2. I do not have the same social relationships with my co-workers that I do with my Facebook friends.
Across various teams, projects and organizations that I’m a part of, I probably interact with ~100 different people at my company.
The percentage of these 100 colleagues that would want to hear my general stream of consciousness updates on what I’m doing in a personal context is very small. That small percentage are already my friends on Facebook.
The percentage of these 100 colleagues who would like my general stream of consciousness updates on what I’m doing in a professional context is a bit larger but still a fraction of the 100. That small percentage are already my connections on LinkedIn.
Get where I’m going with this?
3. Facebook is not another better Lotus Notes
I think it would be a real mistake to think of Facebook as another groupware modality, following the path of e-mail, portals, instant messenger and wiki’s.

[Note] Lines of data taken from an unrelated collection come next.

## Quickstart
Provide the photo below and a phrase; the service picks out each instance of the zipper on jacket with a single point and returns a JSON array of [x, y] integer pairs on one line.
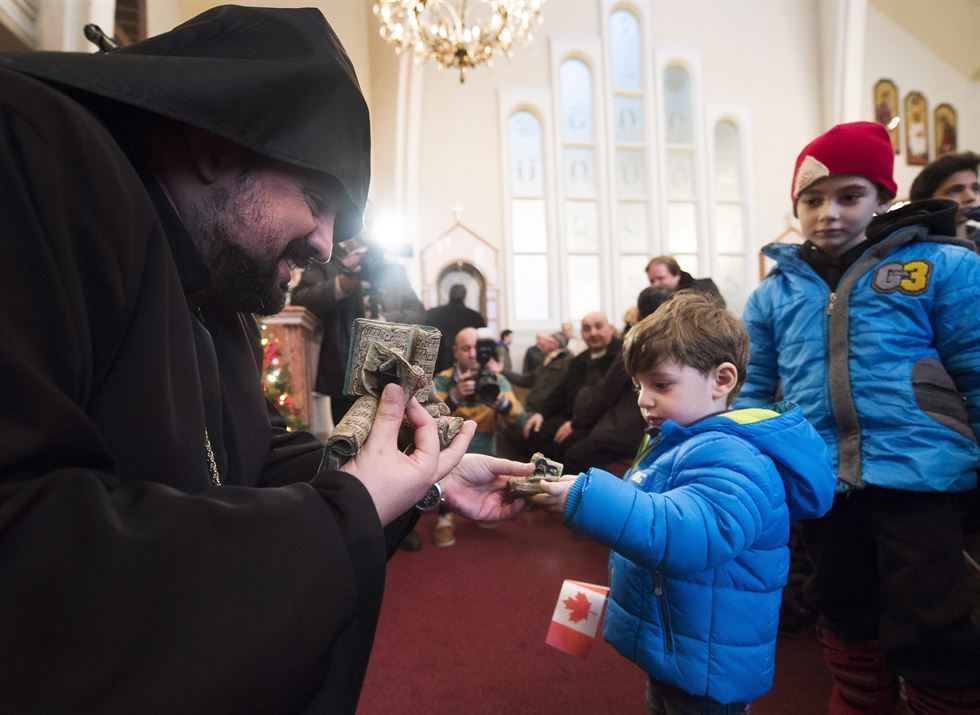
[[658, 590]]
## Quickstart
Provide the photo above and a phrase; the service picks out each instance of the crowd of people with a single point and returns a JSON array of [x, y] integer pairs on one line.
[[166, 545]]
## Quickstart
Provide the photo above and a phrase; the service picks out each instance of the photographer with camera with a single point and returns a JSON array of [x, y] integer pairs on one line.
[[475, 389], [357, 283]]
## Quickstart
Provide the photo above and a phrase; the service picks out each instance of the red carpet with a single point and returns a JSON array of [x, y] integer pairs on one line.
[[462, 631]]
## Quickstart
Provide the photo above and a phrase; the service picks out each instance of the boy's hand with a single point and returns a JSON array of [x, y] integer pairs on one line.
[[563, 432], [477, 486], [554, 494]]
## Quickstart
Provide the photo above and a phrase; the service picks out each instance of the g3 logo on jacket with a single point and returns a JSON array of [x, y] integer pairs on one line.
[[910, 278]]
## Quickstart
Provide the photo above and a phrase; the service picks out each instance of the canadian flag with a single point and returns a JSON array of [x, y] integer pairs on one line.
[[577, 616]]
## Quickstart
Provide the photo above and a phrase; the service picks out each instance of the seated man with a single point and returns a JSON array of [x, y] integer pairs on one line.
[[665, 271], [549, 429], [954, 177], [608, 410], [467, 396]]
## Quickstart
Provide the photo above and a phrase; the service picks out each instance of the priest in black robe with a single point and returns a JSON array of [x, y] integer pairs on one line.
[[165, 545]]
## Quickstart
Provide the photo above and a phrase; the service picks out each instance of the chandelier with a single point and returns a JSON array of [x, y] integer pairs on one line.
[[459, 34]]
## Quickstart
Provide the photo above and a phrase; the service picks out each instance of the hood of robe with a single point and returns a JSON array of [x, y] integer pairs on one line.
[[274, 80]]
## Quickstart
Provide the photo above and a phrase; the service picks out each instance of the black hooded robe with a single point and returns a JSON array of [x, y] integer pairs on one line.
[[128, 583]]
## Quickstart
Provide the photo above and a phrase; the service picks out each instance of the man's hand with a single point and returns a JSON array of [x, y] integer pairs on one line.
[[533, 423], [396, 481], [554, 494], [465, 387], [475, 488], [563, 432]]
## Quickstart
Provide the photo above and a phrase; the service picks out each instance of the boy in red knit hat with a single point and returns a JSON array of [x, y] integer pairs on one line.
[[872, 326]]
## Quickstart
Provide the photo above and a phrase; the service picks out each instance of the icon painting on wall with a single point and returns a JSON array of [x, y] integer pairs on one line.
[[916, 129], [944, 125], [886, 108]]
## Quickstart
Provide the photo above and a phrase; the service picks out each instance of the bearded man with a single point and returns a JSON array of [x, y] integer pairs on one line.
[[165, 546]]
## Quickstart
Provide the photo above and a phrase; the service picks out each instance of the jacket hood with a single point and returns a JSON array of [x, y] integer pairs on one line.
[[799, 453], [275, 80], [936, 217]]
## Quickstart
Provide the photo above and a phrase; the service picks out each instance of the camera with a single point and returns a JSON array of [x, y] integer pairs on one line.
[[487, 389]]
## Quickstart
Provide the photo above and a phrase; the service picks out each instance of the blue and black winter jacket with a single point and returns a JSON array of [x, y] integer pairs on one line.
[[698, 531], [887, 367]]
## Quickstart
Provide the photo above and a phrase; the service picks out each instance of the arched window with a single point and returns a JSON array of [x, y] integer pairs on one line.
[[729, 213], [580, 185], [528, 215], [630, 186]]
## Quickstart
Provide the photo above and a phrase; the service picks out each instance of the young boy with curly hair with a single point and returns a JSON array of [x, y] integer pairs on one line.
[[698, 527], [873, 327]]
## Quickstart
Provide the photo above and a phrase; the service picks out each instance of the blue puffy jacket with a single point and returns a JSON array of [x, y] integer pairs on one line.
[[698, 530], [887, 368]]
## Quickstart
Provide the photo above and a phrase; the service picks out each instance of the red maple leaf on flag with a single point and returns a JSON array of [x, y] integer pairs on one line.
[[578, 607]]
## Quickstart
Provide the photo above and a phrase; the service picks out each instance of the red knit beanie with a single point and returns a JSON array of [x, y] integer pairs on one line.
[[858, 148]]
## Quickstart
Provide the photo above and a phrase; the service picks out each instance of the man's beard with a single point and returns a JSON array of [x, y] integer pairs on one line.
[[244, 282]]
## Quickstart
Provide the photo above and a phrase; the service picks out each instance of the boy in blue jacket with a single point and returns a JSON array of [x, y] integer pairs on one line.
[[873, 327], [699, 526]]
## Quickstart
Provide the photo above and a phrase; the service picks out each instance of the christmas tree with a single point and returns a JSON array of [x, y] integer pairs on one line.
[[275, 380]]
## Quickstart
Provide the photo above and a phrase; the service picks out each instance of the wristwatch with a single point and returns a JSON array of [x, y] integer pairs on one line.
[[433, 498]]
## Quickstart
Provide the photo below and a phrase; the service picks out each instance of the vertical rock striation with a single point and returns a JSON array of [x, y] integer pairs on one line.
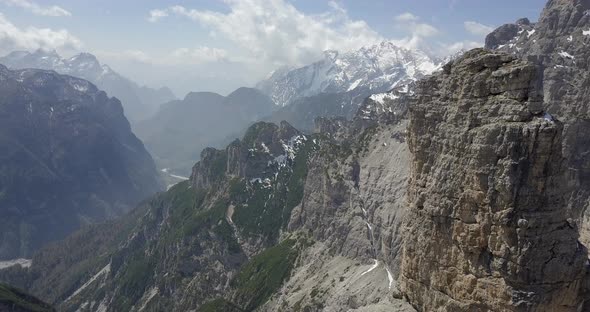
[[488, 226]]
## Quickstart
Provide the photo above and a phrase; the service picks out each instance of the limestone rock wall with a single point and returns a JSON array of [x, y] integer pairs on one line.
[[488, 227]]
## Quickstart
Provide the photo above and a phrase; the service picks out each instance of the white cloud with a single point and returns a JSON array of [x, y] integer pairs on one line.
[[199, 55], [477, 29], [275, 32], [37, 9], [13, 38], [418, 32], [460, 46], [156, 15]]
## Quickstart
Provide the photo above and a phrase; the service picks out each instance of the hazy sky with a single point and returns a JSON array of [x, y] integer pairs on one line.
[[218, 45]]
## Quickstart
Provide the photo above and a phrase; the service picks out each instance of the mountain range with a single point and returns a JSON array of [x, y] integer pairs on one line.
[[465, 190], [138, 102], [68, 158], [181, 129]]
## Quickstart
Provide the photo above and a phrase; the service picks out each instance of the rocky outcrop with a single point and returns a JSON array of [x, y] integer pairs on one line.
[[139, 102], [488, 227], [68, 158], [558, 43], [181, 129], [14, 300]]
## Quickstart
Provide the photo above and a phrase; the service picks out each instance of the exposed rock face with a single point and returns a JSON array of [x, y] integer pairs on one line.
[[181, 129], [68, 158], [14, 300], [139, 102], [558, 43], [489, 227]]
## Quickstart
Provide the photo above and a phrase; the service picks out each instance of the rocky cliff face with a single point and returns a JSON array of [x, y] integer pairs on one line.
[[68, 158], [489, 226]]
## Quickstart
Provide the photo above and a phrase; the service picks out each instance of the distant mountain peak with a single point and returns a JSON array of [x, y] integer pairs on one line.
[[377, 68]]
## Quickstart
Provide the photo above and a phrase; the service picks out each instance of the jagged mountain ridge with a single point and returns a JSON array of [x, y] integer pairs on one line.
[[501, 206], [68, 158], [378, 68], [138, 102], [338, 84]]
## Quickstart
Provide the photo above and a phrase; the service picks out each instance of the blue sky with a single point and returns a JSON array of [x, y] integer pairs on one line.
[[220, 44]]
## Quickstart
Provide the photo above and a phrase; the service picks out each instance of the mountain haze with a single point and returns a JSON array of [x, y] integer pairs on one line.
[[181, 129], [138, 102], [68, 158]]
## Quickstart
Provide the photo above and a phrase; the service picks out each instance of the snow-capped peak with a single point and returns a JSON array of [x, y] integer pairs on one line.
[[376, 68]]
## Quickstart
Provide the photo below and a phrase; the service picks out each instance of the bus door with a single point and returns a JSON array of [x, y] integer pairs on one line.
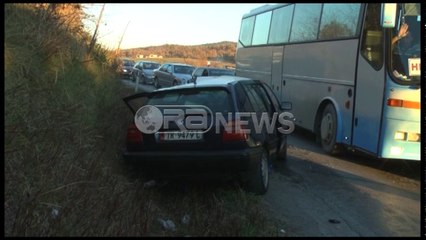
[[369, 85], [277, 70]]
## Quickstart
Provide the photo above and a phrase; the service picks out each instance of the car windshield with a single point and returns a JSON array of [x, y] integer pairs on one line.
[[203, 97], [150, 66], [128, 63], [184, 69], [405, 57]]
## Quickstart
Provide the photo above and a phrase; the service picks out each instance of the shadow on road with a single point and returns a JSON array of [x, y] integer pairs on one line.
[[304, 139]]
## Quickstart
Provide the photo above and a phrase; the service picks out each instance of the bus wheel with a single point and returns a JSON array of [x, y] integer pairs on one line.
[[328, 130]]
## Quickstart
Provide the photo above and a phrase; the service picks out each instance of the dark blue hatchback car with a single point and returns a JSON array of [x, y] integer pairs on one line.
[[220, 124]]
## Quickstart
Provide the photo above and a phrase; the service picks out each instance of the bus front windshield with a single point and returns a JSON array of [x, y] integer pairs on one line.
[[405, 45]]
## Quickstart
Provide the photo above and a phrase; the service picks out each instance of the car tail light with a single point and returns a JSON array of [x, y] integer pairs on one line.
[[133, 134], [234, 132]]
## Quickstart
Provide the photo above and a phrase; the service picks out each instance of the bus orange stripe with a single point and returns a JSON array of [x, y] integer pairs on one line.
[[403, 103]]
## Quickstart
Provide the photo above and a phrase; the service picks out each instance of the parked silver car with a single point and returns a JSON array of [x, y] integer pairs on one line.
[[143, 71], [171, 74]]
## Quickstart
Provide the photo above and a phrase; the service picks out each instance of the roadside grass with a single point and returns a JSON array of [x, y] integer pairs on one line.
[[194, 62], [65, 125]]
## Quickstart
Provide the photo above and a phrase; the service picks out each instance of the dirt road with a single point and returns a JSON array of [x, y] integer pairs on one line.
[[314, 194]]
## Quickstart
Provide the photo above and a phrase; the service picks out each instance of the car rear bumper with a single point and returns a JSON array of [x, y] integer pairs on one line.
[[234, 160]]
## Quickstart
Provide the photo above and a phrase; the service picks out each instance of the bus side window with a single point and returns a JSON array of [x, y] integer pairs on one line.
[[372, 39]]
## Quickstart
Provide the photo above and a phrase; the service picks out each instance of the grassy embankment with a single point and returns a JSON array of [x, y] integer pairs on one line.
[[64, 127]]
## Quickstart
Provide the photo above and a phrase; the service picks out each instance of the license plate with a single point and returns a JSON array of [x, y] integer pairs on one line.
[[181, 136]]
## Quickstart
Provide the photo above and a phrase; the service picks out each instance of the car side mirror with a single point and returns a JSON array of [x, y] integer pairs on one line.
[[286, 106]]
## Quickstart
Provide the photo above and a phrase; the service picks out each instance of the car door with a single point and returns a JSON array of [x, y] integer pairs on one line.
[[169, 77], [266, 123]]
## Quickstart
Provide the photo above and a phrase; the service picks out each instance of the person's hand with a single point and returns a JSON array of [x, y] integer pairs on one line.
[[403, 31]]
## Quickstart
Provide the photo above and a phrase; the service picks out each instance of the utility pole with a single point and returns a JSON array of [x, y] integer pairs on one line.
[[93, 41], [119, 43]]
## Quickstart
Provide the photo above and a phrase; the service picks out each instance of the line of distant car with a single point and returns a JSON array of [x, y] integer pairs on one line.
[[167, 74]]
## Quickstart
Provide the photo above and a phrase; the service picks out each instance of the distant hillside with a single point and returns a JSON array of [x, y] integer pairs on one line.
[[222, 51]]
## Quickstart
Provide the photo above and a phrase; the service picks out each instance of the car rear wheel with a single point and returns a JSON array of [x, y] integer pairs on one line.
[[258, 181], [282, 149], [156, 84]]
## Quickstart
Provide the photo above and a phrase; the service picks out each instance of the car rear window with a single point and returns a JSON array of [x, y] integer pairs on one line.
[[218, 72], [151, 66], [217, 100]]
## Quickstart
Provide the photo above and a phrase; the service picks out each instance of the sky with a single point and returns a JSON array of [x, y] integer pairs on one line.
[[165, 23]]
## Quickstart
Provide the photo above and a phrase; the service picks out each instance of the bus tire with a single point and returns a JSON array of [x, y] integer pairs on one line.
[[328, 130]]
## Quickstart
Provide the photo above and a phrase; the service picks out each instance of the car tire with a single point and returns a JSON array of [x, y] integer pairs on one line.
[[258, 181], [156, 84], [328, 130], [282, 149]]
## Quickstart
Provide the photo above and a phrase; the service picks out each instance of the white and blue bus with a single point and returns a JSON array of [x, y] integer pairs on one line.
[[350, 71]]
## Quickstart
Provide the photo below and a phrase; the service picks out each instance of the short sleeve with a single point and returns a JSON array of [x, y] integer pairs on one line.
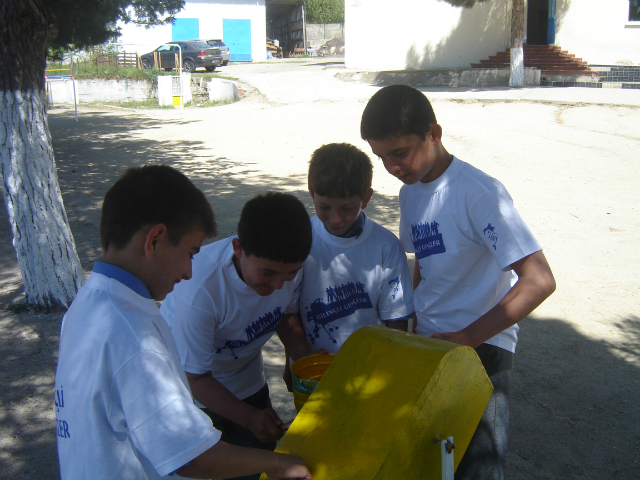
[[158, 411], [294, 304], [405, 228]]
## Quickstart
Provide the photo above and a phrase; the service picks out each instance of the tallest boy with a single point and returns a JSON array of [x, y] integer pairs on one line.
[[479, 269]]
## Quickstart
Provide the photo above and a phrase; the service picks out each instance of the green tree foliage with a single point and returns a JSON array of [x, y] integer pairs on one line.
[[325, 11], [92, 22]]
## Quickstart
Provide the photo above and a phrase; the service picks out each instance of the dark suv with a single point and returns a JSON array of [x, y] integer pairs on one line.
[[195, 54], [224, 50]]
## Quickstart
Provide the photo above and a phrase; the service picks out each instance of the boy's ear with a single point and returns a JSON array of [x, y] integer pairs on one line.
[[435, 132], [237, 248], [154, 234], [367, 197]]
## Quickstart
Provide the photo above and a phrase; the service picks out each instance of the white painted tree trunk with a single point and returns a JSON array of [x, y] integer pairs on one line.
[[50, 267], [516, 76]]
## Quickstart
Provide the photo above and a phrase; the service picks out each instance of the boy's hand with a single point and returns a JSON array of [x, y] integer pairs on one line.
[[265, 425], [289, 467], [454, 337]]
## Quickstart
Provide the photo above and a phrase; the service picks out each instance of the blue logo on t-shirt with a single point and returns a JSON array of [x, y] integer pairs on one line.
[[395, 286], [266, 324], [342, 301], [492, 236], [426, 239]]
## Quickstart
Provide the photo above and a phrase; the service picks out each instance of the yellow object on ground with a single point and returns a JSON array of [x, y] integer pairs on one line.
[[381, 403], [306, 373]]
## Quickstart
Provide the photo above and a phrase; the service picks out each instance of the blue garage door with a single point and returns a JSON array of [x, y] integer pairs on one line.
[[237, 35], [185, 29]]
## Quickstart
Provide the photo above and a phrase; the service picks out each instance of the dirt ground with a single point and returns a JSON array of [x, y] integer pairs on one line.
[[572, 170]]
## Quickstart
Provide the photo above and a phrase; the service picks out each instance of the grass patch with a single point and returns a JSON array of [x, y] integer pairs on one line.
[[18, 308]]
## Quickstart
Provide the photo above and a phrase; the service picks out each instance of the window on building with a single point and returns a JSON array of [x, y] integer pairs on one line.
[[634, 10]]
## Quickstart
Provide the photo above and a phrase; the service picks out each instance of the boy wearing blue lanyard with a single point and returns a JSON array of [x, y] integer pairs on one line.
[[122, 401]]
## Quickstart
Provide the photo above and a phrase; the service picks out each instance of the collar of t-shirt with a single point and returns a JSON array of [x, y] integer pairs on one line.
[[357, 228], [124, 277]]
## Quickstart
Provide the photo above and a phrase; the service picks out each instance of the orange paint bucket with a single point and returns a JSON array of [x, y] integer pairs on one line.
[[306, 373]]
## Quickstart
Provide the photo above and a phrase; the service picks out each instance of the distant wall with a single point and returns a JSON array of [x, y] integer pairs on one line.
[[423, 34], [320, 33], [599, 34], [210, 14], [87, 91]]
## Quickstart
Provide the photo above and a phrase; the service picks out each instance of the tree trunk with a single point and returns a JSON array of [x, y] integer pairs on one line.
[[516, 78], [50, 267]]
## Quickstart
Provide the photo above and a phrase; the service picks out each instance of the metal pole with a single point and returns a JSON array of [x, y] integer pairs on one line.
[[75, 97], [304, 27]]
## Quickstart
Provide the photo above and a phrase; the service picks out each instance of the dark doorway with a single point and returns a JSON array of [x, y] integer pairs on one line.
[[541, 22]]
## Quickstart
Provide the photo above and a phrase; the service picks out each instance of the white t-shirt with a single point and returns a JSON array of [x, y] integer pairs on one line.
[[123, 404], [465, 233], [220, 324], [352, 282]]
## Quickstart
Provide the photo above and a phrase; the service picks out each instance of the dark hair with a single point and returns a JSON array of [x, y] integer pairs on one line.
[[150, 195], [397, 110], [340, 170], [275, 226]]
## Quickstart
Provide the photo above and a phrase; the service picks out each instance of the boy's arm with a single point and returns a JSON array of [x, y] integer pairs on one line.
[[292, 335], [417, 278], [535, 283], [225, 461], [401, 325], [293, 338], [264, 424]]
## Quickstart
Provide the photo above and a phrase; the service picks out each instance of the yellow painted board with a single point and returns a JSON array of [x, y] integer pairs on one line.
[[381, 403]]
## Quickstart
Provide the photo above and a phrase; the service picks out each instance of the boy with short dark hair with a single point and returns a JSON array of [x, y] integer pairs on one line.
[[479, 269], [243, 289], [357, 272], [122, 401]]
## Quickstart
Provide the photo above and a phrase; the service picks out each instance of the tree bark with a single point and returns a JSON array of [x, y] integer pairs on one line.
[[46, 252], [516, 77]]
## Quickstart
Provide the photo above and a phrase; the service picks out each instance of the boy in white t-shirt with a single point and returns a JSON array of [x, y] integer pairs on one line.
[[122, 401], [357, 272], [243, 289], [479, 270]]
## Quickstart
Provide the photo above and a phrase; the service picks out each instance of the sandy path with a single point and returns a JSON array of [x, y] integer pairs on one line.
[[572, 171]]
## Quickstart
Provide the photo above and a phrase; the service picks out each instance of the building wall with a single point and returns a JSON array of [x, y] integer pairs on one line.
[[598, 32], [210, 13], [432, 34], [423, 34], [320, 33]]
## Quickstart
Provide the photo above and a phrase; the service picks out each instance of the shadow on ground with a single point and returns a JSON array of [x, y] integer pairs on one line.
[[564, 444]]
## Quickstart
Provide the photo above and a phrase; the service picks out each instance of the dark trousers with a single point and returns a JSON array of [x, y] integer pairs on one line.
[[236, 435], [486, 455]]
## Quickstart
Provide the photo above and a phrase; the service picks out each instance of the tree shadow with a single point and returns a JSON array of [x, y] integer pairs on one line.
[[89, 160], [574, 402], [575, 425]]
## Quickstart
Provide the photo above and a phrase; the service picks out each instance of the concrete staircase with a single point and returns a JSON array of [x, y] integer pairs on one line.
[[550, 59]]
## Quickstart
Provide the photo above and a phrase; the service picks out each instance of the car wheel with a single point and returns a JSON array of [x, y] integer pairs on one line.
[[188, 65]]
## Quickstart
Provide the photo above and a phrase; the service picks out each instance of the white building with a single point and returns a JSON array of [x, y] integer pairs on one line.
[[433, 34], [241, 24]]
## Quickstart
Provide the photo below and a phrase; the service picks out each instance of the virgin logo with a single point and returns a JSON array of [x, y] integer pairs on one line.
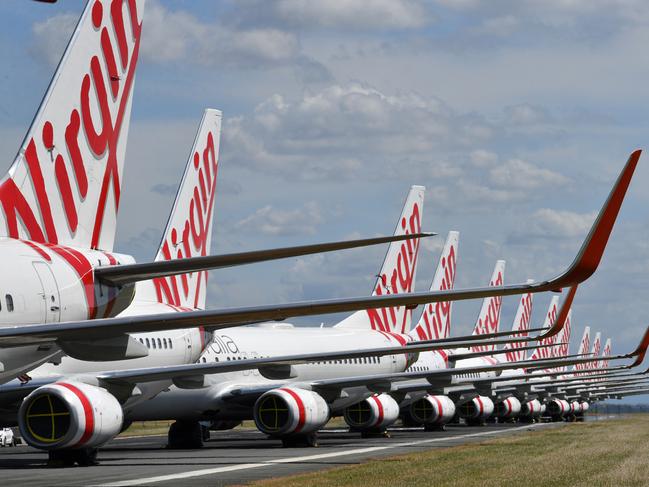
[[522, 325], [87, 133], [189, 238], [546, 351], [489, 322], [436, 318], [399, 279]]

The features in Facebook that most look like productivity / groupware are ones that have been around for a long time (e-mail, file upload, notifications). What is new about Facebook is the voyeurism and the followership and the lengths people are willing to go to in order to acquire both. Will fostering voyeurism or followership in the workplace lead to a happier or more productive outcomes?
Stick with the Amazon analogy
“Why isn’t enterprise software a lot more like Amazon” is a much more sensible question to me. From when you land on Amazon’s splash page, the less time it takes you to get through checkout, the more money for Amazon.
And so Amazon’s user design paradigm is designed around that business model: find what you’re looking for, transact your business, get out. That doesn’t mean Amazon doesn’t have community features like favorite lists or reviews or collaborative filtering, but they’re designed in service of useful outcomes for the consumer and the business.
For both employees, managers and shareholders, I think that’s a lot more along the lines of what people are trying to accomplish at work and a more worthy model to aspire to.